FIG. 1 is a configuration diagram of a linear encoder to which the present invention is applied, FIG. 2 is a sectional view showing details of the configuration of the surrounding area of the diffraction grating in the linear encoder of FIG. 1, and FIG. 3 is a diagram showing incident light on the diffraction grating Fig. 4 is an output signal amplitude characteristic diagram corresponding to the thickness change of the glass substrate 25 when the incident light is a parallel light flux, and Fig. 5 is a conventional diagram. FIGS. 6 and 7 are cross-sectional views showing the structure of other diffraction grating peripheral parts used in the linear encoder of FIG. 1. FIGS. FIG. 8 is a diagram showing a conventional linear encoder. 20.29... Beam splitter 21... Lens system 22... Laser diode 23... Diffraction grating 24a, 24b... Reflection mirror 25.
...Glass substrate 26...Reflector plate 27...Convex lens 28...Wave plate 30.32...Polarizing plate
31.33... Photodetector 37... Concave lens Patent applicant Tokyo Seimitsu Co., Ltd. Figure 6 Procedural Amendment (Voluntary) 1. Indication of the case 1985 Patent Application No. 327817 2 Title of the invention Method for correcting reflected light amount variation in a linear encoder 3 Person making the correction Relationship to the case Patent applicant address 7-1 Shimotatsujaku 9-chome, Mitaka City, Tokyo No. ``Spontaneous'' 5, Number of inventions increased by amendment 6, ``Detailed explanation of the invention'' column 7 of the specification subject to the amendment, Contents of the amendment) ``Upstream'' on page 2, line 18 of the specification (2) ``to pass'' and (2) ``to do'' on page 3, line 3 of the specification.

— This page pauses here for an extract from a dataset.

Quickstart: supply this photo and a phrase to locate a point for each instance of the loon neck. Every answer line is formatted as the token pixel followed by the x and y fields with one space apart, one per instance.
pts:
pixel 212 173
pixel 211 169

and correct it. (3) Delete "for incidence" and "1- in the opening of FIG. 3" from lines 17 to 18 on page 3 of the specification. (4) In the 7th line of page 6 of the specification, add ``to prevent the incident light from becoming a parallel beam of light'' between ``to make it happen'' and ``tachi no deru.''. (5) “Lens system 2” on page 7, lines 13 to 16 of the specification
By 1・・・・・・・・・・・・・・・・・・
It is incident on... ” is corrected as follows. After being reflected by 26 reflecting plates by lens system 21, 2
The beam is adjusted to sufficiently diverge on the diffraction grating No. 3, and then enters the deflection beam splinter 20. ” (6) No. 800, lines 15 to 16 of the specification “At this time,
・・・・・・・・・・・・・・・・・・・・・・・・
It is arranged like... ” to be deleted. (7) "1 enlargement" on page 9, line 7 of the specification is corrected to "divergence." (8) "Left and right incident lights 35.35' are focused" in lines 7 and 8 of page 10 of the specification is corrected as follows. [i; 6/7'I X 1#honor 2 l q ζ
1 (9) Delete "." between "not perpendicular" and "at the angle of incidence" from page 10, line 2O to page 11, line ttiJ1 of the specification. Written amendment to the above procedure (method) 1. Indication of the case Patent Application No. 327817 of 1988 2
, Title of the invention: Method for correcting reflected light intensity fluctuations in linear encoders 3, Relationship with the person making the correction: Patent applicant address: 9-7-1 Shimorenjaku, Mitaka City, Tokyo, March 1988
March 29th (shipping mortar) 5. Drawing subject to correction 6. Contents of correction The characters in Fig. 4 are enlarged (no changes to the contents). Appropriate drawings are attached separately.

Claims (1)

[Claims] A diffraction grating is constructed by forming gratings at predetermined intervals on the surface of a moving object perpendicular to the direction of movement; A light irradiation means for overlapping the position and making it interfere; a condensing lens that converts the interference light emitted by the light emitted by the means into parallel light after being diffracted by the diffraction grating; and a photoconductor for converting the interference light based on the output light of the lens into a parallel light. A method for correcting a variation in reflected light amount of a linear encoder comprising a light detecting means for converting the light, in which the diffraction angle of the light irradiated by the light irradiation means can be incident even at an incident angle that is not perpendicular to the diffraction grating.